Gelombang penolakan juga datang dari Aliansi Mulawarman Bersatu
(AMB). Mereka adalah aliansi mahasiswa dari beberapa fakultas,
dengan tuntutan sama. Mereka merasa mahasiswa kembali dijadikan sapi
perah. Mereka mempermasalahkan sistem uang kuliah tunggal (UKT) yang dianggap
kebijakan omong kosong.
Faktanya, jas almamater yang seharusnya diberikan secara subsidi
kepada mahasiswa baru, baru tahun ini ditarik biaya.
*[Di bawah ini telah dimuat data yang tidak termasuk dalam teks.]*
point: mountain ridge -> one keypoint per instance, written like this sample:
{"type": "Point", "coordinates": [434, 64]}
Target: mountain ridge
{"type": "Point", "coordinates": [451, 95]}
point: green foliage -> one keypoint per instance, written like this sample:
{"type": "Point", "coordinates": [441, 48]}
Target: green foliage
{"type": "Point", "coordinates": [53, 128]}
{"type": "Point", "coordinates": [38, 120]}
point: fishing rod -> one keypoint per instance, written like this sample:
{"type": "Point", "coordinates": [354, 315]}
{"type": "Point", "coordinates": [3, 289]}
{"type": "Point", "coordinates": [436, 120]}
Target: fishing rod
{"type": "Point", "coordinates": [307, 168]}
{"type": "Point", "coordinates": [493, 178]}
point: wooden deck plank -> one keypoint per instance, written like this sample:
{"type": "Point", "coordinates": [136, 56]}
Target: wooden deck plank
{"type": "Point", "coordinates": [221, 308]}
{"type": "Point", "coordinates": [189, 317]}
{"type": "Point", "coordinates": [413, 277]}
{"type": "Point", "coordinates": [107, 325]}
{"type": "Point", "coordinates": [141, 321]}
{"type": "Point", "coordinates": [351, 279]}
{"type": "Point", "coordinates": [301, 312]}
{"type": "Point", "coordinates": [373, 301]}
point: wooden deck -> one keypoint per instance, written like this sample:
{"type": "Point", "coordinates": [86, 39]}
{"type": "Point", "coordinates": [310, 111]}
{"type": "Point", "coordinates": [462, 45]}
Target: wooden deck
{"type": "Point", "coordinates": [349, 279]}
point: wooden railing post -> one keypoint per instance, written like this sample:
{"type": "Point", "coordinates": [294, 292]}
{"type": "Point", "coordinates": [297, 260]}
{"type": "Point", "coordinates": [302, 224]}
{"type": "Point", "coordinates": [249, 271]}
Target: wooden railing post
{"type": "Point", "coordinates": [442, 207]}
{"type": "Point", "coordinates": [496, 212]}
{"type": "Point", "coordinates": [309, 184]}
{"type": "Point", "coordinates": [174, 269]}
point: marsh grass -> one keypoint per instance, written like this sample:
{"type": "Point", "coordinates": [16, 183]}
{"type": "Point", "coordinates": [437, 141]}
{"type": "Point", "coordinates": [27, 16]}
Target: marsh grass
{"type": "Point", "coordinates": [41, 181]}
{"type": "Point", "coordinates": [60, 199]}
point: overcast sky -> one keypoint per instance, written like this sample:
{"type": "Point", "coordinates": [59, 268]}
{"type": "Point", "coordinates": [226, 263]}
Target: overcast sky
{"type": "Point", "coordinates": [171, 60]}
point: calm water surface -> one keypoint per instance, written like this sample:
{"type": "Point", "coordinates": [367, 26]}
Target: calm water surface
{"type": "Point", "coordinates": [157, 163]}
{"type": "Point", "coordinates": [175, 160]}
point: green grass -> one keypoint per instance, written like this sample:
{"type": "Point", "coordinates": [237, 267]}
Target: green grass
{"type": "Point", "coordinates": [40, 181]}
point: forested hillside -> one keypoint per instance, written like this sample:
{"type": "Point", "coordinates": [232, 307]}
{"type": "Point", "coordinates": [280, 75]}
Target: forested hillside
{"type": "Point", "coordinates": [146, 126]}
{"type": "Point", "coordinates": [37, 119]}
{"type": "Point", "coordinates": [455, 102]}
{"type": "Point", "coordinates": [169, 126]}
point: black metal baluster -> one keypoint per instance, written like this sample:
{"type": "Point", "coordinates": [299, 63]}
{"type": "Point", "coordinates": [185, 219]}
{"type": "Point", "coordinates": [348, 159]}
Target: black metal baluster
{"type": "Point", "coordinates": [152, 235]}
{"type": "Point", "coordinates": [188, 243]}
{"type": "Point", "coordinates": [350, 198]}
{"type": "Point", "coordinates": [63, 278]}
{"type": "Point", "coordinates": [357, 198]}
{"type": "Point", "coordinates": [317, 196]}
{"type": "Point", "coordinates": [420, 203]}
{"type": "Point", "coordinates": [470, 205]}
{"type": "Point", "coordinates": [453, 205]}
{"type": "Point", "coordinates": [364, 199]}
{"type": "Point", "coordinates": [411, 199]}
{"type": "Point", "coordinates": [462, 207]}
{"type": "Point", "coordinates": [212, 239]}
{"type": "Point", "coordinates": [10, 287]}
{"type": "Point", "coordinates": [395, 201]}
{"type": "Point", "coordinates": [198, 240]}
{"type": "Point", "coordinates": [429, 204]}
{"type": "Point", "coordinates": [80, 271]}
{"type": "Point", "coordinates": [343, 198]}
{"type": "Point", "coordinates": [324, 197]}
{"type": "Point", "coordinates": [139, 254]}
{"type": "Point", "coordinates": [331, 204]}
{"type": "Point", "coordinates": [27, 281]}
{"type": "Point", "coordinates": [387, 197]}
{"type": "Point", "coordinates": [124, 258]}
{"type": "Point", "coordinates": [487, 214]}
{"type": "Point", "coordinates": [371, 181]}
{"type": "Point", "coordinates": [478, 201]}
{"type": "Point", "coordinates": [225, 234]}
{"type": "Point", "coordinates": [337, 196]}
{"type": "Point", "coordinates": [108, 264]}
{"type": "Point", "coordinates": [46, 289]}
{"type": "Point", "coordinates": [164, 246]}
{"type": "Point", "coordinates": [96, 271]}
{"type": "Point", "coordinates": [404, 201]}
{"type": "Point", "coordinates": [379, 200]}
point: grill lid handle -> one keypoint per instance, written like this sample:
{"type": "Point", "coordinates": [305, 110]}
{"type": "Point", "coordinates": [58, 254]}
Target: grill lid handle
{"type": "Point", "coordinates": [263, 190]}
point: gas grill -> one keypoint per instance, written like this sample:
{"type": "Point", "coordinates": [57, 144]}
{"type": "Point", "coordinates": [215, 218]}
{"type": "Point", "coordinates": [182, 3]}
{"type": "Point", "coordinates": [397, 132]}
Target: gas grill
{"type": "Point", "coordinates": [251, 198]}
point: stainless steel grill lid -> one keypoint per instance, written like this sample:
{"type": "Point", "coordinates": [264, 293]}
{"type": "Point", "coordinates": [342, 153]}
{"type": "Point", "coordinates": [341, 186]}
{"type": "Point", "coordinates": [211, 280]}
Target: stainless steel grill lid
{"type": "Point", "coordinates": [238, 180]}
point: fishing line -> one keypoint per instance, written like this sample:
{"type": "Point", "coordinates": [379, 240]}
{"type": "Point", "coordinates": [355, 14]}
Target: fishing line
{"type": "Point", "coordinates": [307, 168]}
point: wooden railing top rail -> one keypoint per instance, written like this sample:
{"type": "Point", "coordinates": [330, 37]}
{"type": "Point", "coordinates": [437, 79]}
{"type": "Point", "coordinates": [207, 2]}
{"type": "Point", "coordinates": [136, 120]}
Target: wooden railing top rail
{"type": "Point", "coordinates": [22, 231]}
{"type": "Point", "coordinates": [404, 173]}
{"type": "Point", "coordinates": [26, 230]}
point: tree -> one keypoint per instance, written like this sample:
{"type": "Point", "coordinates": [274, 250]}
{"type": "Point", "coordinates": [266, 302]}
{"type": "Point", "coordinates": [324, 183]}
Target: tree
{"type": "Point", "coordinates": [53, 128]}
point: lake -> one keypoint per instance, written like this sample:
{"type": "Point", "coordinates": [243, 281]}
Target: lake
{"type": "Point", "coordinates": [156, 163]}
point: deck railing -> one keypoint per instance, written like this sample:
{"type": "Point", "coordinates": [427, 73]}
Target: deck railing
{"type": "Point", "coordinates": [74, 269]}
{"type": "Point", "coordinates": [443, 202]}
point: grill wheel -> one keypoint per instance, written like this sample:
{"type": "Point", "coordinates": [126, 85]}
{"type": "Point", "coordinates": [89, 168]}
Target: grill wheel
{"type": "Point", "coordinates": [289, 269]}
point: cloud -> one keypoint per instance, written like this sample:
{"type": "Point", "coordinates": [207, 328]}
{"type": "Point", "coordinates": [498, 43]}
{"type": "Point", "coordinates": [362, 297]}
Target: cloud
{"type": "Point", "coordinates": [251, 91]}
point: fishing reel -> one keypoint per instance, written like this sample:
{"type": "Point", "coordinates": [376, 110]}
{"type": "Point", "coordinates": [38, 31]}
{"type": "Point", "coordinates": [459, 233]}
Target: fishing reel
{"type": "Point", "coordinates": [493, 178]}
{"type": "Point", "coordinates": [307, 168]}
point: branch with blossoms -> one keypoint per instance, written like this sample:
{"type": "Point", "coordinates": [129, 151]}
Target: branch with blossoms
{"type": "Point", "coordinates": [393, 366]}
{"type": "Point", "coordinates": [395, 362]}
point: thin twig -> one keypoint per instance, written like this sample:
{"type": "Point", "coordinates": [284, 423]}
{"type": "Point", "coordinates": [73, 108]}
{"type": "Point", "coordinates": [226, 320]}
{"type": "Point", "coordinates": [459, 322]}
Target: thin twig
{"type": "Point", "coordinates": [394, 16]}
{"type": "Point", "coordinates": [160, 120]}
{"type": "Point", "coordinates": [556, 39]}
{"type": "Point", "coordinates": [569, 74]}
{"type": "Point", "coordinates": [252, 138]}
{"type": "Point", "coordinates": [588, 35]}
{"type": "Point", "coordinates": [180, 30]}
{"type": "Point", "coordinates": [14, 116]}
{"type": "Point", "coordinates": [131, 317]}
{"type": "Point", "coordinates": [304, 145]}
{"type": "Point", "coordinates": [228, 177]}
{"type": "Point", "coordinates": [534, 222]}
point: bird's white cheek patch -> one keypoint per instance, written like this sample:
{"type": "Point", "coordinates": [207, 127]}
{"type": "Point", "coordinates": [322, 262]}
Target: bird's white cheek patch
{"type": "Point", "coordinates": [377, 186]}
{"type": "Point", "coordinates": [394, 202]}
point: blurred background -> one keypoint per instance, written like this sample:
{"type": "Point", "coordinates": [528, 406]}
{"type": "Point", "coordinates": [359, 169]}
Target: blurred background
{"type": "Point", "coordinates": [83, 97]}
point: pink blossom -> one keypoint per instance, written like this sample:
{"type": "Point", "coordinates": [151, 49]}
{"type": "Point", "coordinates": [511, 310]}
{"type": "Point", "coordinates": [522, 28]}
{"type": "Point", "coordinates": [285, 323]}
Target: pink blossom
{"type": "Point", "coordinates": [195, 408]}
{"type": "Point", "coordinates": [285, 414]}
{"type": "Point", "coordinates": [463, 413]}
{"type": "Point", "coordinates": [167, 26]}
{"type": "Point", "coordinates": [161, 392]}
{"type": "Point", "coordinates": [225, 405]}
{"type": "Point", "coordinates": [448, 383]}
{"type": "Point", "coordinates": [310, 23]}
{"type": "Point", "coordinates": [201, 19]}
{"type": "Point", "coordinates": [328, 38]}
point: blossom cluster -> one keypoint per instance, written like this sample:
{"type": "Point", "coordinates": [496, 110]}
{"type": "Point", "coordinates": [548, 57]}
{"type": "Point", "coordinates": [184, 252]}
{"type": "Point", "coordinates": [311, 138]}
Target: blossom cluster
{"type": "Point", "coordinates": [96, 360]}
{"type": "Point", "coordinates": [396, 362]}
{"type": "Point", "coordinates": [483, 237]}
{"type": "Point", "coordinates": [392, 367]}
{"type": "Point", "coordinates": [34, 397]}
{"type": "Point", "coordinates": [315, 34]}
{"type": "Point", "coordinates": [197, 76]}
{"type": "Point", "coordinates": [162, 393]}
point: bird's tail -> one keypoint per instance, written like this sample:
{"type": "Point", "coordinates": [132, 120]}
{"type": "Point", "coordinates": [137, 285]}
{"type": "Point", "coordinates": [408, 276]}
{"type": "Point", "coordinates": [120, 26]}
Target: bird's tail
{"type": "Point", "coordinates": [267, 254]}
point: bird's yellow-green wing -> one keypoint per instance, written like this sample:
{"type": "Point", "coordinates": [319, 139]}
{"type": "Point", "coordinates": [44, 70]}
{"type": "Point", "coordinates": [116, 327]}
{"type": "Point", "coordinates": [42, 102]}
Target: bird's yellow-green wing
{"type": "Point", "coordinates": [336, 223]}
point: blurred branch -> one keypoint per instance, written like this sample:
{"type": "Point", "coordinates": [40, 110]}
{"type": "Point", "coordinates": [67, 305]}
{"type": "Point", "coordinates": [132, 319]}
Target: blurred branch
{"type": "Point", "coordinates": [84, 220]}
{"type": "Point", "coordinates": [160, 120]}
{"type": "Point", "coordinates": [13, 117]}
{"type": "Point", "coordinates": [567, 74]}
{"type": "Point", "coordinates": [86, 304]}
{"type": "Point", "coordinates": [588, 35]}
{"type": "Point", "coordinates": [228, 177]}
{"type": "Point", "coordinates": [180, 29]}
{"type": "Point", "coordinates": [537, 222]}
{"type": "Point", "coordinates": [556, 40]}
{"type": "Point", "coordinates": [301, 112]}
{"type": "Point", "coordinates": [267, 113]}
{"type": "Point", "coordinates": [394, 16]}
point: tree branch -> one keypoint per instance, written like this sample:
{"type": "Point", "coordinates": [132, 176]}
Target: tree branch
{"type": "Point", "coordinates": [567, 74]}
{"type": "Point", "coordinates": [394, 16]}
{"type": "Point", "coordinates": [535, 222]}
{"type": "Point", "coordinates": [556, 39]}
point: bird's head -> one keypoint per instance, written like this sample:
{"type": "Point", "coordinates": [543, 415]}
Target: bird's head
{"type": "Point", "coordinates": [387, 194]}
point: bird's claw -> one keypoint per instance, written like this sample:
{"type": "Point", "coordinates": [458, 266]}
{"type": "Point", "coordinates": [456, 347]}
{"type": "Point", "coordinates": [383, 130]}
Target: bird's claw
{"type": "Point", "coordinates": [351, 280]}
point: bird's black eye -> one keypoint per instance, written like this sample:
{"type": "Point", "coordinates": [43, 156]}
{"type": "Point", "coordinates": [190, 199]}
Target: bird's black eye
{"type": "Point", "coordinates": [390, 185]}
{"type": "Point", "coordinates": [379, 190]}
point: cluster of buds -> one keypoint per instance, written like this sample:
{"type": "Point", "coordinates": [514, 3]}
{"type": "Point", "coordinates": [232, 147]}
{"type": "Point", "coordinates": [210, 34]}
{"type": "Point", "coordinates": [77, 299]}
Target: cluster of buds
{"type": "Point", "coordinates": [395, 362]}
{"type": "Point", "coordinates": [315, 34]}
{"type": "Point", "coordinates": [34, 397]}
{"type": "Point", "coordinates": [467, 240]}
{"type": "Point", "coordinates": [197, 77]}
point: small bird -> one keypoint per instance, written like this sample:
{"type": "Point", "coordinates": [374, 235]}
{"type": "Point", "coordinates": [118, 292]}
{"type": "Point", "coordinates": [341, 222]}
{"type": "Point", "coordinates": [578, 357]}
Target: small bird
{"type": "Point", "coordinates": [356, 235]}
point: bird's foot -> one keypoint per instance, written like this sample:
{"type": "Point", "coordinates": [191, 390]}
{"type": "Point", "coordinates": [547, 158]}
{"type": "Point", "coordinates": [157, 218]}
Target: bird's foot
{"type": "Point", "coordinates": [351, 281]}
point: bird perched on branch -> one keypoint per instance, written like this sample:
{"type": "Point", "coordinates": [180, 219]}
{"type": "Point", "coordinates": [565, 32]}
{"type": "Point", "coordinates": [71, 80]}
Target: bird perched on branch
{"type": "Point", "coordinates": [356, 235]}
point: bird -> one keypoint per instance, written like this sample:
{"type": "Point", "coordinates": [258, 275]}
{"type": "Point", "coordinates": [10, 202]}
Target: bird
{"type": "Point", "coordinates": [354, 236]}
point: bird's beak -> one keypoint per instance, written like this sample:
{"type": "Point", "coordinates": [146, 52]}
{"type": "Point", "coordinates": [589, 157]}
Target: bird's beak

Korlap aksi, Muhammad
Akbar menilai, kebijakan ini merupakan eksploitasi terhadap mahasiswa.
Setiap mahasiswa baru harus membayar Rp 200 ribu untuk menebus
almamater. Kebijakan ini berdasarkan surat edaran bernomor 3041/UN17.KP/KU/2019
tertanggal 10 Juli 2019.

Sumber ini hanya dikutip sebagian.